Рассказываю ему о “заплывах” ДеЛиона в видео из толстой кишки и по телефону почти слышу, как Боулер морщится. “Думаю, художникам хуже всех”, – говорит он, добавляя, что даже самые мерзкие сцены выглядят мультяшными на компьютере аниматора.
“Рядом сидел аниматор, он работал над анимацией расчленения в фаталити для Mortal Kombat 9, и все кишки, которые ему нужно было анимировать, на экране выглядели очень схематично. Результат был жутким, люди смотрели и говорили, мол, это выглядит ужасно. Но для аниматора это была всего лишь абстракция. А вот художнику приходилось скрупулезно моделировать все эти внутренности”, – говорит Стив.
Но все же Баулер предполагает, что длительная работа над играми, где полно насилия, лишает человека чувствительности. Он сравнивает этот эффект с выставкой Энди Ворхола в Чикаго, где посетителей постепенно знакомили со все более шокирующими и жестокими изображениями аварий. Возможно, с таким эффектом сталкивается всякий, кто работает над подобными играми. Если хочешь оставаться в проекте и дальше, приходится как-то приспосабливаться. Особенно, если ты художник, аниматор или звуковой дизайнер.
“Ребята, которых мне по-настоящему жаль — это те, кто работает со звуком. Ведь им приходится проверять, чтобы каждая кость ломалась с натуралистичным звуком. Даже звуковые дизайнеры страдают от чего-то вроде посттравматического синдрома, потому что им нужно много времени посвящать отбору всех эти звуков для потрошения, брызг крови, ломающихся костей”, – говорит аниматор.
Майк Юнгблат, художник и аниматор Shadow of Mordor, CoD: Black Ops и других игр
Майк — художник, аниматор и (время от времени) автор статей на Gamasutra — говорит, что ему довелось испытать обе стороны этого феномена, пока он работал в Raven, Monolith Productions и Deep Silver Volition.
“Когда работаешь над анимацией насилия, особенно сцен добивания в ближнем бою с использованием ножей или другого оружия, то между личным восприятием самого действия и творческим процессом – пропасть”, – рассказывает он.
Как и многие мастера, аниматоры неимоверно тщеславны, когда речь заходит о качестве их работы. Игровые аниматоры часто относятся к выполнению сцен насилия, как к вызову. “С каждой новой такой сценой аниматор старается не просто превзойти свою прежнюю работу, но и других аниматоров в команде. Речь уже не о насилии, а о зрелищности и таланте аниматора”, – говорит он.

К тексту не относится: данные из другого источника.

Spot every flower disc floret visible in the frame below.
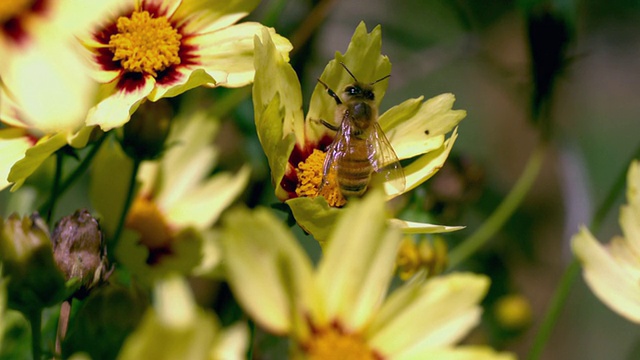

Майк также рассказал, как работа влияла на его личную жизнь. “Я работал над игрой, где была сцена публичного повешения. План был такой: захватить движения актера, который играл игрового персонажа, умоляющего о пощаде”. Но Юнгблату все еще предстояло анимировать то, как персонаж падает, дергается на веревке и повисает. “Мне нужно было просмотреть материалы о том, как людей вешали, чтобы аккуратно воспроизвести физику процесса. Целый день просмотра такого видео сильно на мне сказался”, – рассказывает Майк.
Он изо всех сил пытался подходить к этому, как к абстрактной задаче, как будто виртуальное повешение – это просто академическое упражнение, задача о взаимодействии физических сил с веревкой и шеей. Но образы повешенных не шли у него из головы.
“Я как будто выключился эмоционально. Вообще не разговаривал с коллегами и женой”, – говорит он. Хотя как только работа над сценой завершилась, этот эффект угас.
Эмпатия – это, конечно, постоянная тема в таких ситуациях. Если бы только гейм-разработчики могли выборочно отключать возможность сопереживания, работа над сценами насилия не особо отличалась бы от любой другой.
Но Юнгблат приходит к неожиданному выводу на примере игры Hatred студии Destructive Creations: по его мнению, сцены, где персонажи становятся жертвами насилия, могут развивать в людях эмпатию, делать игроков более чувствительными к людским страданиям.
“Если в большинстве игр в центре – само насилие, то Hatred заставляет вас почувствовать его последствия. Оно показывает честный и эмоциональный облик жертвы”, – говорит он.
Думаю, в его мнении что-то есть. У разработчиков действительно есть сила добиваться сопереживания игроков с помощью гейм-дизайна – наделять безличных персонажей симпатичными, вызывающими отклик чертами. Над этим стоит подумать.